Union Pacific’s Big 3 National Park Vacations

The cover’s reference to “plenty to shoot at” means with a camera. “Wherever you turn from wherever you are a new picture presents itself in the Utah-Arizona national parks,” says the inside of this 1936 brochure. I’d have to agree: while Yellowstone is more famous, its most incredible features are limited to a few spots in the park: Mammoth, Norris, Fire Hole-Old Faithful, and Canyon. By comparison, Zion, Bryce, and the Grand Canyon are almost overwhelming with scenery anywhere you look.

Click image to download a 2.4-MB PDF of this brochure.

Inside are colorful photos of Zion, Bryce, and the Grand Canyon. However, the brochure is aimed not at potential vacationers but at ticket agents looking for places to send their “patrons.” In promoting escorted tours, the back page encourages agents to get a “copy of the 1936 Zion Red Book” if they didn’t already have one.

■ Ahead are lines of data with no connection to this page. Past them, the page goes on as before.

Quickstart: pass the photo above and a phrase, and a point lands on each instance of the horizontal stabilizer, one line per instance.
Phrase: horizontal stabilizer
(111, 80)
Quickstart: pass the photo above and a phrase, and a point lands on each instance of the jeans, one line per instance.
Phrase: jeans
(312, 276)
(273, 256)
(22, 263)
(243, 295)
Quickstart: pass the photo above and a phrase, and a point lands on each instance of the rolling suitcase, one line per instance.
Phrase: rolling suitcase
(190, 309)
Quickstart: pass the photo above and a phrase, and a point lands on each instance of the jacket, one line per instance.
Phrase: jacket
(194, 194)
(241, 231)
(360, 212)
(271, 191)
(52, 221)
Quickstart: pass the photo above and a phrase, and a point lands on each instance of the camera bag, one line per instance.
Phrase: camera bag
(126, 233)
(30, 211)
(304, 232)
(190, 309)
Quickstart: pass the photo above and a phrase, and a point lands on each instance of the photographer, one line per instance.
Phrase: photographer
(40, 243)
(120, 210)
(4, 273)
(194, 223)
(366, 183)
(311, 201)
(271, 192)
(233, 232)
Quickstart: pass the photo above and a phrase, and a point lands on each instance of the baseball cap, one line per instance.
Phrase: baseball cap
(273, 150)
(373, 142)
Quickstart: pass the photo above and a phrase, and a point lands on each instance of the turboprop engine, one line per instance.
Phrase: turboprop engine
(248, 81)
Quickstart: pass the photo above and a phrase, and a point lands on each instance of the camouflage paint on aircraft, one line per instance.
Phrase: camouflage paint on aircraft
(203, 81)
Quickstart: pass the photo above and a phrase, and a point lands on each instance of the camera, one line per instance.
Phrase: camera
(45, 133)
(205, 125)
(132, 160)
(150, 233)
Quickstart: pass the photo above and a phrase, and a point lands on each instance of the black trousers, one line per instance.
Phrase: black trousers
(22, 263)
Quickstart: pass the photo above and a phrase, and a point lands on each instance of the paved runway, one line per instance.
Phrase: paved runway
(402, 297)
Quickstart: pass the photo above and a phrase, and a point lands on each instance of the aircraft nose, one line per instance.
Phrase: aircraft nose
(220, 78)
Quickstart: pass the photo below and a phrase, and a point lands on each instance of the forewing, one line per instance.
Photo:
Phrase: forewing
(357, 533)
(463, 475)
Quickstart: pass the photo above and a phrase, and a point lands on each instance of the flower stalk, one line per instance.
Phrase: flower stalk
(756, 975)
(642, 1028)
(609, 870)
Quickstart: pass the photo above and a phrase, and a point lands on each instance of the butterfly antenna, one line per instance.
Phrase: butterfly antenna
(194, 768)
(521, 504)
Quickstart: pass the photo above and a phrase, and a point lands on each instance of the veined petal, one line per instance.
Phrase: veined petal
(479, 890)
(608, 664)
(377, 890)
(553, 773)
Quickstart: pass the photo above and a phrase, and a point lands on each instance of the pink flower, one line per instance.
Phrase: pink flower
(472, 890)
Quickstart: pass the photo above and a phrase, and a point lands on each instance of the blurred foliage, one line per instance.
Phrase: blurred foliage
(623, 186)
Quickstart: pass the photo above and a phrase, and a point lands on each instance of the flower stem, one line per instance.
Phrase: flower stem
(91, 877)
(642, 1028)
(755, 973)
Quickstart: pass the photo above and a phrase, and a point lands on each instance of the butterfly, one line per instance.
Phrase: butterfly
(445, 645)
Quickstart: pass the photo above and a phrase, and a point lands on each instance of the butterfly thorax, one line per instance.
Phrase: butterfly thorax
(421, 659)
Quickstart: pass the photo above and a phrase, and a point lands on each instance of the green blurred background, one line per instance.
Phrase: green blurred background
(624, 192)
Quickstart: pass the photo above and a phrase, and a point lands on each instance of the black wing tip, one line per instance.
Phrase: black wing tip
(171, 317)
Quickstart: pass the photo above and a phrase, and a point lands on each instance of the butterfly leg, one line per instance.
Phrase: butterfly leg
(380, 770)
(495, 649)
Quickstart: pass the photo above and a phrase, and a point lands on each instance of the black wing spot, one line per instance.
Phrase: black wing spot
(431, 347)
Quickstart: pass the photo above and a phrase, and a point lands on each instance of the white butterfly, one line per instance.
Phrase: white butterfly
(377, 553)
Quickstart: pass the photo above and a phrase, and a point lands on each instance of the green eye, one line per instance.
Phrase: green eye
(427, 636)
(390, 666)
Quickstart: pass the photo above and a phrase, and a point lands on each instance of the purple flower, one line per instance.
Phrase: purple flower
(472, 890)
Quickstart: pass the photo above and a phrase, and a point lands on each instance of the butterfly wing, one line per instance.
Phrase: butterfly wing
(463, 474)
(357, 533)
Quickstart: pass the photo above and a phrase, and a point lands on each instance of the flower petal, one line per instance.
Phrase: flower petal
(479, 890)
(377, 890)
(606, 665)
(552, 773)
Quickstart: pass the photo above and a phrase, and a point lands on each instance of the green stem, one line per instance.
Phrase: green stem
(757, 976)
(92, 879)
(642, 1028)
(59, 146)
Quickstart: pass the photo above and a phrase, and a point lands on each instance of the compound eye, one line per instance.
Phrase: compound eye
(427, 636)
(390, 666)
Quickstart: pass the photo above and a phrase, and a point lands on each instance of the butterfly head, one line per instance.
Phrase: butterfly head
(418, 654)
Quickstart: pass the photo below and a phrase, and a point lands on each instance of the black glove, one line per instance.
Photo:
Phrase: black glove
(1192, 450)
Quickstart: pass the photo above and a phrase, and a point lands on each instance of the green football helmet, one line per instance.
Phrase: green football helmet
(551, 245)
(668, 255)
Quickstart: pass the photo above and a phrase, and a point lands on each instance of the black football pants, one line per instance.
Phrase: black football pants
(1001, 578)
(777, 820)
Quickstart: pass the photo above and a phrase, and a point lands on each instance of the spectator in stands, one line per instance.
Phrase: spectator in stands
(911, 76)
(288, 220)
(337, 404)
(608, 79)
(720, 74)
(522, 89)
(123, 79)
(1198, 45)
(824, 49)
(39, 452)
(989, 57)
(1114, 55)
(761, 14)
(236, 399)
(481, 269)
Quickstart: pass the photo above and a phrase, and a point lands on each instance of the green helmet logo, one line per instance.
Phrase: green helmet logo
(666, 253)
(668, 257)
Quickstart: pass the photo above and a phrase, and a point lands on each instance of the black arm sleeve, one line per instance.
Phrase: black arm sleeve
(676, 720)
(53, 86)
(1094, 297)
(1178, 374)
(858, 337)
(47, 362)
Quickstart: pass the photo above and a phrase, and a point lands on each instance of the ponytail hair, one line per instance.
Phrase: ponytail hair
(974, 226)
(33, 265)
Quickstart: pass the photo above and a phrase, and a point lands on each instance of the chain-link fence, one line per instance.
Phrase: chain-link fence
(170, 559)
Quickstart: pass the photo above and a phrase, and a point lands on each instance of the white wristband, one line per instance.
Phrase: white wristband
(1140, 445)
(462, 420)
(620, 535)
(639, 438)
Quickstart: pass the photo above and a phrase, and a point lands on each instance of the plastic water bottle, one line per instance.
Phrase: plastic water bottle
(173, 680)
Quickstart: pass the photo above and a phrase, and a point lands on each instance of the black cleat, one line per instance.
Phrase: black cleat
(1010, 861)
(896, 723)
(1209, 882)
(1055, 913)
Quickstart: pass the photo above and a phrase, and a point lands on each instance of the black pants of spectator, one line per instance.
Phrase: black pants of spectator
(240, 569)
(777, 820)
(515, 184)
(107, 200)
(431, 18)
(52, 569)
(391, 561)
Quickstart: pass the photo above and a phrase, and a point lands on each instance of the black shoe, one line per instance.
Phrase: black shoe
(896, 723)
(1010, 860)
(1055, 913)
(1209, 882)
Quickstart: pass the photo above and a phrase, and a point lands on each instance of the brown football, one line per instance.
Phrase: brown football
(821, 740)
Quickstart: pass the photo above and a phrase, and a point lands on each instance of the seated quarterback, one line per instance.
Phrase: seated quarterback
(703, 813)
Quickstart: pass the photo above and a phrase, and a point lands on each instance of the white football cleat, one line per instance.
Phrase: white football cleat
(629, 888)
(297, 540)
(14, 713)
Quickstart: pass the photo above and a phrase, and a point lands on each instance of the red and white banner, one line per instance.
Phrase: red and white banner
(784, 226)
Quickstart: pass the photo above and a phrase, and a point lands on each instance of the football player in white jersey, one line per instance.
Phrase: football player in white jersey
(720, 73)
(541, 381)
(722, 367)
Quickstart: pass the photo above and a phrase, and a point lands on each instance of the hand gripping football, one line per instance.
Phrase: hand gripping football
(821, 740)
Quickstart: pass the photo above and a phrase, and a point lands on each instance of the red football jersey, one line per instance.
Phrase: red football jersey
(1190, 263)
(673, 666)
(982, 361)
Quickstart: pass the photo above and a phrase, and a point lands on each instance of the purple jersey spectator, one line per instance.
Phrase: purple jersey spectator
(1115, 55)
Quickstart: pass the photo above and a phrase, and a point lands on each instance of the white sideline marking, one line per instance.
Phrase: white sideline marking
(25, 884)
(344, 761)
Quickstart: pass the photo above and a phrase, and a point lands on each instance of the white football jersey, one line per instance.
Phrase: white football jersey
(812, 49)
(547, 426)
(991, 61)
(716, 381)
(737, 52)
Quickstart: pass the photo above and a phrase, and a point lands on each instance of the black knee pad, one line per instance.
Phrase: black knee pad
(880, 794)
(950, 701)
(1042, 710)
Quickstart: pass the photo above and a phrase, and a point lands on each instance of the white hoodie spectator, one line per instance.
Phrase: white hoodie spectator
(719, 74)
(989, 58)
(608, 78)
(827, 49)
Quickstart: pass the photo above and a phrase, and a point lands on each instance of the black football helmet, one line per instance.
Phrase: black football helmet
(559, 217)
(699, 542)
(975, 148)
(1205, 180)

In 1936, the “Red Book” had a cover like this one, which was used from 1936 to 1941, rather than this one, which was used from 1925 to 1935. I’ve previously noticed that UP’s escorted tour booklets of the 1920s and 1930s seemed to use a semi-consistent color code: the Pacific Northwest was green, Colorado was blue, Yellowstone was tan, California was brown or orange, and Utah-Arizona, of course, was red. However, this is the first time I’ve read a UP publication referring to one of them as a “Red Book.”